Io ce l'ho fatta di Irene Merlo
Io ce l'ho fatta di Irene Merlo
Dal dolore possono nascere gemme, principi di vita che crescono e diventano forti. A questo pensavo, forse complice la primavera che entrava prepotente dalla finestra, mentre chiudevo quel file dal titolo ‘Io ce l’ho fatta’. Come se fosse possibile chiudere tanta sofferenza in un click. Come se lo schermo del mio pc, che si faceva repentinamente buio, potesse indurmi a pensare ad altro e non risucchiarmi invece nel vortice di emozioni nel quale mi trovavo.
Avevo appena terminato di rileggere questo libro per la seconda volta e la parola ‘vita’ urgeva dentro di me, si faceva spazio tra tanto dolore.
Avevo già ‘affrontato’ una prima stesura di questo file qualche anno fa quando era solo una bozza. Ed era stato un corpo a corpo. Parole dense, cadevano una dopo l’altra, sfiorando la mente. Lambivano la parte razionale di me, cosciente sì della loro portata ma quasi chiusa a schivare i colpi di quelle parole. La mente era in difesa.
Ma il cuore no. Quello veniva colpito diretto. Senza scudi. E la lotta tra pensieri ed emozioni mi aveva lasciato stordita. Mi aveva immobilizzato.
Adesso, a distanza di anni, davanti a quel file letto tutto d’un fiato, lo schermo mi aveva risucchiata. Non c’erano più difese. Quelle parole erano schiaffi. Erano dolore, carne, ferite, sangue, spavento, rabbia, prigione, orrore. Ma erano anche vento.
Erano respiro, forza, coraggio, linfa, germoglio, energia. Erano anche vita. La Vita.
Che nonostante tutto si era fatta spazio, sgomitando, schivando i colpi, arrancando, rosicchiando terreno.
La vita che graffiava sulle pareti, arraffava, forzava le sbarre.
La vita che voleva vivere, rompere e irrompere.
Nutrita con brandelli di consapevolezza, questa vita aveva sfidato paura e tormento e alla fine, rovesciando paralisi, aveva vinto. Spezzato il gelo, frantumato la coltre. Aveva vissuto.

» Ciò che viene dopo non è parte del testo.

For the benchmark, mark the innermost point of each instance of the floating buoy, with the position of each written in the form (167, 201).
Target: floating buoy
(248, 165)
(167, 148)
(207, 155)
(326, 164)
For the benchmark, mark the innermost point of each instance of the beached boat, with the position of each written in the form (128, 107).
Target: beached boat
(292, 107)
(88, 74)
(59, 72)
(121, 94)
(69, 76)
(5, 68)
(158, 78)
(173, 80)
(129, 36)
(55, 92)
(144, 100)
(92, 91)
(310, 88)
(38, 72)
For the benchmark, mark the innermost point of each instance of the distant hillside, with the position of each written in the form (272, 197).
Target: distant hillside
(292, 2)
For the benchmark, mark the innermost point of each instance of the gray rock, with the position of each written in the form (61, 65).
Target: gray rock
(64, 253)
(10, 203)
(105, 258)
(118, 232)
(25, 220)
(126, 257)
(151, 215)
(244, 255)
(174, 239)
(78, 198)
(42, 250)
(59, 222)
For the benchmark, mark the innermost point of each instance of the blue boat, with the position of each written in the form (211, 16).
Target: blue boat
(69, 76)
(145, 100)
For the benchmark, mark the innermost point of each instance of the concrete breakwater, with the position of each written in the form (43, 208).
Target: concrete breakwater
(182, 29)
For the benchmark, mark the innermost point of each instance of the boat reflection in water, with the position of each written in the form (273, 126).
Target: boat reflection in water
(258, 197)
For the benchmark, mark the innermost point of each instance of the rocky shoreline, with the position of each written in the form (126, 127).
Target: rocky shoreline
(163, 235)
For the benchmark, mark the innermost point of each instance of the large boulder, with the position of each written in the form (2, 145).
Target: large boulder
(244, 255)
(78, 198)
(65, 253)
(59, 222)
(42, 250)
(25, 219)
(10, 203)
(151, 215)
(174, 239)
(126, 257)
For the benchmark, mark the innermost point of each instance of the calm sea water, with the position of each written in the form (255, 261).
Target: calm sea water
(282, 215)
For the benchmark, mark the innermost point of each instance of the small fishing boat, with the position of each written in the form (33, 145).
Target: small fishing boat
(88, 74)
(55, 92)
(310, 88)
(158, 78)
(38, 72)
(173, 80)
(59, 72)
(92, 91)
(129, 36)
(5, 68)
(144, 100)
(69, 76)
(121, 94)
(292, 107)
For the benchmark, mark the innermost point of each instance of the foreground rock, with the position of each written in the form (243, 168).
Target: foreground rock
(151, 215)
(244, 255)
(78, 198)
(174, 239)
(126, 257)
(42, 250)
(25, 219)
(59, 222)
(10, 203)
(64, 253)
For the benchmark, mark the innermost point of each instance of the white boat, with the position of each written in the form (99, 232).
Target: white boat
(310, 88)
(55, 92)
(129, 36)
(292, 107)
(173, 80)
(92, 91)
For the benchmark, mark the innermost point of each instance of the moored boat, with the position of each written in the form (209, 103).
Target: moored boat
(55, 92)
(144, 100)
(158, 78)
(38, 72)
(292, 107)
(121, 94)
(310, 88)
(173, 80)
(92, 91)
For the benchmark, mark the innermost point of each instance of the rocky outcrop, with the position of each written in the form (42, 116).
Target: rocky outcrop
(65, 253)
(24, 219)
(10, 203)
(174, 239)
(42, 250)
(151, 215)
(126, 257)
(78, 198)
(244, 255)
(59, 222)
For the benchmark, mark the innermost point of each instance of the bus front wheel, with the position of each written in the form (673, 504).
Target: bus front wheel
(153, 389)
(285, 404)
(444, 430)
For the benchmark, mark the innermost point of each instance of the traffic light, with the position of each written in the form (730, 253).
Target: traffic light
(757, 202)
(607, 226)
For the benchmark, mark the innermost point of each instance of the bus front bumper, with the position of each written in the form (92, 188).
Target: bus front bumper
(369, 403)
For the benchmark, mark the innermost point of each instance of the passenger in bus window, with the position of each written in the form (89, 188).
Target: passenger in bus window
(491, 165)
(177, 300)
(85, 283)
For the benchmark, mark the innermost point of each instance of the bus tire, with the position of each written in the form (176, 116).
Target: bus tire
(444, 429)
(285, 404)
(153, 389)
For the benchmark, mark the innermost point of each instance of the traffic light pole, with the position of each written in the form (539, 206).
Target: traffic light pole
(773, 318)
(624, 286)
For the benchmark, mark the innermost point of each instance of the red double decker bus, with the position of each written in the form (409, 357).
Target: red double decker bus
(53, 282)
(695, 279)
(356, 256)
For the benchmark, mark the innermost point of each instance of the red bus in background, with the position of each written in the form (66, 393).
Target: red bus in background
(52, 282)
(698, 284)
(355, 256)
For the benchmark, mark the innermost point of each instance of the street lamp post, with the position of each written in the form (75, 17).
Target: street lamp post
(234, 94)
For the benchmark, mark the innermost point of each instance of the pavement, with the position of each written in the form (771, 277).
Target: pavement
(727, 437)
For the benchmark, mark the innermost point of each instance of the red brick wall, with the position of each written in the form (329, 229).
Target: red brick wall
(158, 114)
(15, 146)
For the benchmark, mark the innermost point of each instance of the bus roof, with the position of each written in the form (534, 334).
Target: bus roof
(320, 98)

Ecco dunque la vita che si proponeva veemente nella mia mente ad ogni paragrafo, pagina, capitolo di quel libro. Ed era nuova vita, piccole gemme che nascevano, tutto ciò che vedevo materializzarsi tra quelle parole.
Una dopo l’altra snocciolavano significati fecondi, evidenze prolifere, assonanze amniotiche. La gestazione della forza. Una primavera dell’anima.
Era, è, tutto questo Federica, la protagonista del libro. Una donna che col suo scudo di piume brandisce l’anima e dà alla luce la sua nuova vita. La guerra sul corpo delle donne non ha una tregua. Nel mondo ogni anno vengono uccise circa 45 mila donne, 5 ogni ora. Nella maggior parte dei casi l’autore è un membro della famiglia. In Italia, in media, viene uccisa una donna ogni tre giorni.
Nel mondo una donna su tre subisce violenza sessuale o fisica almeno una volta nella vita e l’86 per cento di loro vive in Paesi in cui non c’è protezione legale contro la violenza.
In Italia sono quasi sette milioni le donne tra 16 e 70 anni che hanno subito una qualche forma di violenza fisica o sessuale nella loro vita. Medie, statistiche, percentuali. Come se fosse possibile fare medie, statistiche, percentuali del dolore.
Leggere queste pagine significa entrare all’interno di un’anima collettiva. Tra le pieghe di un’intimità sommessa ma universale. Un’intimità che non sussurra ma grida il vagito della vita: “io ce l’ho fatta”.